"Il governo poteva evitare il caos ma un mese fa ci ha snobbato"

Il presidente di Confartigianato trasporti Francesco Del Boca: "Le richieste accolte sono le stesse che avevamo presentato a metà novembre"

Roma - «Sì, finalmente è finita; ma è stata dura». Francesco Del Boca, presidente della Confartigianato Trasporti, una delle due organizzazioni che hanno diretto lo sciopero dei Tir, tira un sospiro di sollievo: dopo tre giorni di astensione dal lavoro, il governo ha risposto alle richieste degli autotrasportatori.

Presidente, che cosa succede ora?
«Intanto torniamo a lavorare, poi staremo a vedere. Se da qui a tre mesi i provvedimenti preannunciati dal governo diventeranno integralmente operativi, allora la vertenza potrà considerarsi definitivamente conclusa».

Un altro avvertimento?
«Certo, se gli impegni dell’esecutivo non verranno mantenuti, saremo costretti a ricorrere nuovamente alla protesta; ma penso, e spero, che questo scenario non si verificherà. Vedo con preoccupazione un eventuale ritorno allo sciopero».

Si figuri la preoccupazione degli italiani.
«Sono dispiaciuto per i disagi subiti dalla popolazione, e sono rammaricato per quei 30mila autotrasportatori rimasti al freddo per tre giorni consecutivi».

Rammarico per gli italiani, rammarico per gli autisti. Non era possibile allora non farlo questo sciopero?
«Una risposta alle nostre richieste non era più procrastinabile. Un settore così strategico era ormai abbandonato a se stesso. Le cose sarebbero andate diversamente se il governo avesse almeno dimostrato interesse per le nostre richieste».

E allora l’ultima carta che vi restava da giocare era il blocco totale del Paese?
«Ormai i tavoli tecnici e gli incontri con il ministro dei Trasporti Bianchi erano diventati un muro contro muro, un parlare tra sordi. Basti pensare al fatto che i problemi dell’autotrasporto italiano erano noti al governo fin da febbraio scorso; il 19 novembre poi abbiamo fatto arrivare al ministro Bianchi una piattaforma precisa che affrontava questioni di carattere economico e normativo del settore. Ma non abbiamo avuto alcuna risposta da parte sua».

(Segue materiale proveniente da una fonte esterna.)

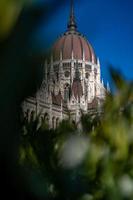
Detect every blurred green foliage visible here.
[19,74,133,200]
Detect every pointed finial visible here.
[67,0,77,31]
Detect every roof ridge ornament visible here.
[67,0,77,31]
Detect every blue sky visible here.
[33,0,133,83]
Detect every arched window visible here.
[64,83,70,101]
[56,118,59,128]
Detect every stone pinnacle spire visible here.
[67,0,77,31]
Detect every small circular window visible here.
[65,71,70,78]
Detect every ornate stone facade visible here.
[23,0,106,128]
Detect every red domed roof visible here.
[52,31,97,63]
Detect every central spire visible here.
[67,0,77,31]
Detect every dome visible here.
[52,31,97,64]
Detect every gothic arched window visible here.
[64,83,70,101]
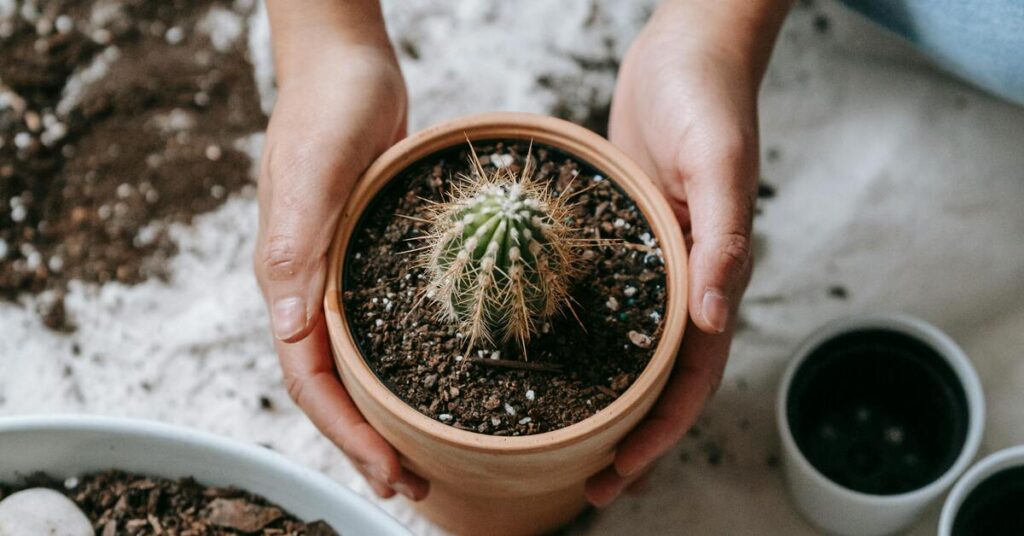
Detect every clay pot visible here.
[324,113,687,535]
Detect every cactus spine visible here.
[424,146,579,348]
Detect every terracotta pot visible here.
[324,113,687,534]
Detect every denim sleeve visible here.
[843,0,1024,105]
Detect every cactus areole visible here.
[424,145,581,347]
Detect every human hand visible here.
[587,0,787,506]
[253,0,428,500]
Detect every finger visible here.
[677,134,758,333]
[584,466,646,508]
[255,136,369,341]
[614,325,733,477]
[276,320,429,500]
[626,466,651,495]
[352,462,395,499]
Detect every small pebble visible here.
[164,26,185,45]
[206,145,222,162]
[14,132,32,149]
[629,330,654,348]
[0,488,95,536]
[54,15,75,34]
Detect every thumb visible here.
[681,137,758,333]
[254,143,369,342]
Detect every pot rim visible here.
[324,113,687,453]
[775,313,985,508]
[939,445,1024,536]
[0,413,412,536]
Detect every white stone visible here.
[0,488,95,536]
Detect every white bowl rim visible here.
[775,313,985,507]
[939,445,1024,536]
[0,414,410,534]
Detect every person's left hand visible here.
[587,0,785,506]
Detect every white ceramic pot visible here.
[939,445,1024,536]
[776,315,985,536]
[0,415,410,536]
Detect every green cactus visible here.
[424,147,580,348]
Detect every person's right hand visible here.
[253,0,428,500]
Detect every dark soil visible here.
[0,0,265,329]
[343,142,666,436]
[0,471,337,536]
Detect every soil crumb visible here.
[0,470,338,536]
[0,0,266,330]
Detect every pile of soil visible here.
[0,471,337,536]
[0,0,266,330]
[343,142,666,436]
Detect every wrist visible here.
[650,0,794,88]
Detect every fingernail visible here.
[615,463,645,479]
[700,289,729,333]
[391,481,416,500]
[270,296,306,339]
[370,465,389,486]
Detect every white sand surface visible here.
[0,0,1024,535]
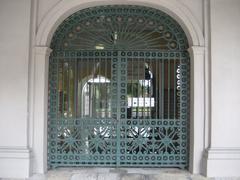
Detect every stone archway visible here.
[33,0,204,173]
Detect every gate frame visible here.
[29,0,205,174]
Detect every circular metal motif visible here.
[51,5,188,50]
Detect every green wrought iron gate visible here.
[48,6,190,168]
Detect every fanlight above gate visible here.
[51,5,188,50]
[48,5,190,168]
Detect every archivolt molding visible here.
[36,0,204,47]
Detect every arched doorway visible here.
[48,5,190,168]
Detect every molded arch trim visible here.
[36,0,204,47]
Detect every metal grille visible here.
[48,6,190,168]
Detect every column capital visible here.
[34,46,52,56]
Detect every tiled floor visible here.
[1,168,240,180]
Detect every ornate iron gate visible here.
[48,6,189,168]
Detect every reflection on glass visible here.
[127,58,181,119]
[58,58,111,118]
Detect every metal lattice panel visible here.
[48,51,189,167]
[48,5,190,168]
[51,5,188,50]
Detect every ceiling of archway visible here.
[51,5,188,51]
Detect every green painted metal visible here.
[51,5,188,50]
[48,5,190,168]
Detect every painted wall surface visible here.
[0,0,240,178]
[37,0,61,24]
[211,0,240,148]
[0,0,31,147]
[37,0,203,31]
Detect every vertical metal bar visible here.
[167,56,171,119]
[142,57,144,119]
[130,57,133,119]
[73,57,78,118]
[67,59,71,118]
[78,56,82,117]
[162,58,165,119]
[97,57,103,118]
[154,59,160,119]
[102,59,108,118]
[117,51,121,167]
[62,59,65,118]
[173,54,177,119]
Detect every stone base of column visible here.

Da questo punto di vista allora lo sciopero ha funzionato perfettamente. Martedì, il secondo giorno di protesta, c’è stato un incontro tra voi e il ministro.
«Un incontro inconcludente. Quando abbiamo domandato al ministro che cosa ne pensasse della piattaforma lui ha dichiarato di “non averla letta” e che “comunque non gli interessava”».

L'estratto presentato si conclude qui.